The national flower of Scotland is the thistle. This tourist shop captures the spirit:

Lots of statues, of course:

Who’s that handsome statue? It’s Jim!

Below is the statue commemorating Wojtek, a brown bear that served with the Polish troops who fought alongside the Brits in WWII, carrying 100 pound boxes of ammunition. After the war he was brought to Scotland, where he lived the rest of his life at the Edinburgh Zoo.

Corporal Wojtek

At the end of the Royal Mile stands the Palace of Holyroodhouse, which is the Queen’s official residence when she visits Scotland. It’s most famous inhabitant was Mary, Queen of Scots.

Holyrood Palace

A little history, and lots of walking. A great day. More tomorrow!

Flying to Edinburgh

July 25 – We’ve heard so much on the news about nightmare travel experiences; flights delayed or canceled, baggage lost for days or never recovered, that we approached our flights to Boston and then overnight to Edinburgh with some trepidation and more preparation. We packed a full change of clothes in our carry-on, just in case.

So although one flight was canceled and our new flight gave us an eight hour layover, and although our second flight was delayed due to lack of baggage handlers, and although my movie thingy didn’t work, you’ll hear no complaints from us. We’re here!

We landed at 9am, cruised through self-serve passport control (who needs passport stamps?) and customs (nothing to declare? Just walk through!) and we’re soon out on the cool and misty street. A modern tram with stations clearly marked got us to our Haymarket neighborhood in seven stops, and a five minute walk got us to our apartment.

Check in time isn’t until 3pm, so we dropped off our packs and ventured back out into the gray drizzle to find something to do for five hours. Imagine us, jet-lagged and sleep deprived, stumbling down the street in a surreal state.

Thanks to Google, we found the Scottish National Gallery of Modern Art just up the road and popped in. The drizzle was now pouring rain, so this was a great place to spend some time and have lunch.

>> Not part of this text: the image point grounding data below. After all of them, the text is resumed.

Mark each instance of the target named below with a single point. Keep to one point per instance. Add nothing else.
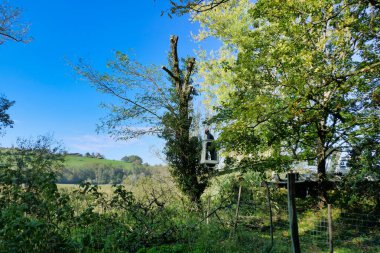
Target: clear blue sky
(51, 98)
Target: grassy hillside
(78, 162)
(100, 171)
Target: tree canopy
(293, 80)
(152, 105)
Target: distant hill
(79, 168)
(78, 162)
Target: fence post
(270, 213)
(293, 213)
(208, 209)
(329, 220)
(237, 209)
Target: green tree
(301, 77)
(150, 105)
(5, 120)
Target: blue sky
(51, 98)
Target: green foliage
(5, 120)
(149, 105)
(293, 80)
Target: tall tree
(10, 29)
(5, 120)
(149, 105)
(303, 77)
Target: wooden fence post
(270, 213)
(208, 209)
(329, 220)
(293, 213)
(237, 210)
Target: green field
(77, 162)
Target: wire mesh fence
(349, 232)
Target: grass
(76, 162)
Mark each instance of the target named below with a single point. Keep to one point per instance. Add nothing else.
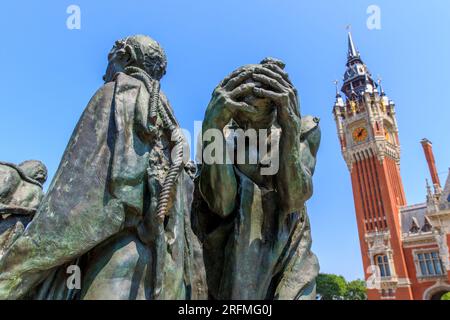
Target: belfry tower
(368, 134)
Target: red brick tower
(368, 133)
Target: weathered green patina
(123, 205)
(103, 210)
(254, 226)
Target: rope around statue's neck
(167, 194)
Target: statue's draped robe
(16, 190)
(92, 215)
(257, 252)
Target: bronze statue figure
(253, 226)
(127, 208)
(119, 204)
(20, 195)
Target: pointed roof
(445, 197)
(352, 52)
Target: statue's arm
(298, 147)
(298, 156)
(218, 185)
(9, 181)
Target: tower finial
(381, 87)
(352, 52)
(336, 84)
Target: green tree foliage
(356, 290)
(331, 287)
(334, 287)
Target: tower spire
(352, 52)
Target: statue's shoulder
(9, 179)
(124, 81)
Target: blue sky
(50, 73)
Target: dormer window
(430, 264)
(382, 262)
(426, 225)
(415, 228)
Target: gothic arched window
(382, 262)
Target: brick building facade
(405, 249)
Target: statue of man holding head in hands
(253, 222)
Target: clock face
(360, 134)
(388, 136)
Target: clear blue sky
(50, 73)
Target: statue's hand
(224, 103)
(281, 91)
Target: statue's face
(118, 60)
(34, 170)
(265, 114)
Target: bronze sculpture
(254, 226)
(104, 211)
(20, 195)
(120, 205)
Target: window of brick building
(430, 264)
(383, 264)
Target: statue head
(35, 170)
(266, 110)
(136, 51)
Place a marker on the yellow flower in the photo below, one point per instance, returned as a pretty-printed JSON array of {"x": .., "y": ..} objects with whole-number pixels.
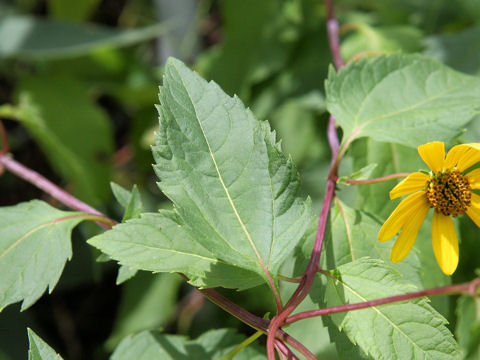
[{"x": 447, "y": 190}]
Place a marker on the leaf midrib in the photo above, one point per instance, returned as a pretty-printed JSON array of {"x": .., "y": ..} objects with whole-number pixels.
[
  {"x": 375, "y": 308},
  {"x": 245, "y": 230}
]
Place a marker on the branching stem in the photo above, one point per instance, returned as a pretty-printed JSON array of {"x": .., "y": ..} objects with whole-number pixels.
[{"x": 47, "y": 186}]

Everything is going to be alright
Picasso’s Nude Woman lying on the Beach in the Sun
A really big robot statue in the cafe

After a warm, fortifying lunch of squash soup, we walked back home via the Water of Leith.

Our apartment is a fourth floor walk up with a tiny modern kitchen – so modern that we can’t figure out how to work the stove! I sacked out immediately, but Jim went back out in the rain to get some provisions.

So we are here, warm and dry, full of salad, spicy edamame soup and toasted tattie scones (sort of thick potato pancake-like bread). A good first day!